License GPLv3+: GNU GPL version 3 or later <http://gnu.org/licenses/gpl.html>
This is free software: you are free to change and redistribute it.
There is NO WARRANTY, to the extent permitted by law.  Type "show copying"
and "show warranty" for details.
This GDB was configured as "aarch64-poky-linux".
For bug reporting instructions, please see:
<http://bugs.launchpad.net/gdb-linaro/>...
Reading symbols from /home/root/threads...done.
(gdb) run
Starting program: /home/root/threads 
warning: Could not load shared library symbols for linux-vdso.so.1.
Do you need "set solib-search-path" or "set sysroot"?
[Thread debugging using libthread_db enabled]
Using host libthread_db library "/lib/libthread_db.so.1".
Unexpected error setting hardware debug registers
(gdb)

Victor Kamensky (1):
  arm64: ptrace: hw_break_set take into account hardware breakpoints
    number

 arch/arm64/kernel/ptrace.c | 29 ++++++++++++++++++++++-------
 1 file changed, 22 insertions(+), 7 deletions(-)

-- 
1.8.1.4

[PATCH] arm64: ptrace: hw_break_set take into account hardware breakpoints number

[Victor Kamensky]

hw_break_set function that performs ptrace_regset for hardware
breakpoints and watchpoints needs to take into account actual
number of hardware breakpoints and watchpoints available in CPU.
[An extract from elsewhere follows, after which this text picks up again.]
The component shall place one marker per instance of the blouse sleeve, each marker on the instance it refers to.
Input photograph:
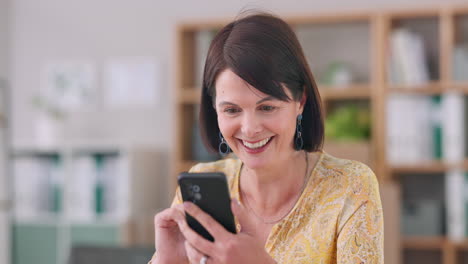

Current code iterates over all 16 entries of 'struct user_hwdebug_state'
and tries to reserve hardware breakpoint for each index, which fails
if CPU supports less than 16 hardware breakpoints. One manifestation of
the issue is that gdb fails to debug multithreaded user land application
and exits with 'Unexpected error setting hardware debug registers'
error - ptrace system call for hardware breakpoints regset fails with
ENOSPC.

Solution is to read number of available hardware breakpoints and
watchpoints available in CPU and process only that number of first
entries in passed 'struct user_hwdebug_state' regset. Code assumes
that ptrace caller uses only first entries in 'struct
user_hwdebug_state' up to number of hardware breakpoints and watchpoints
supported by CPU. I.e there are no "ignore me, empty" entries in
the middle of 'struct user_hwdebug_state' entries array.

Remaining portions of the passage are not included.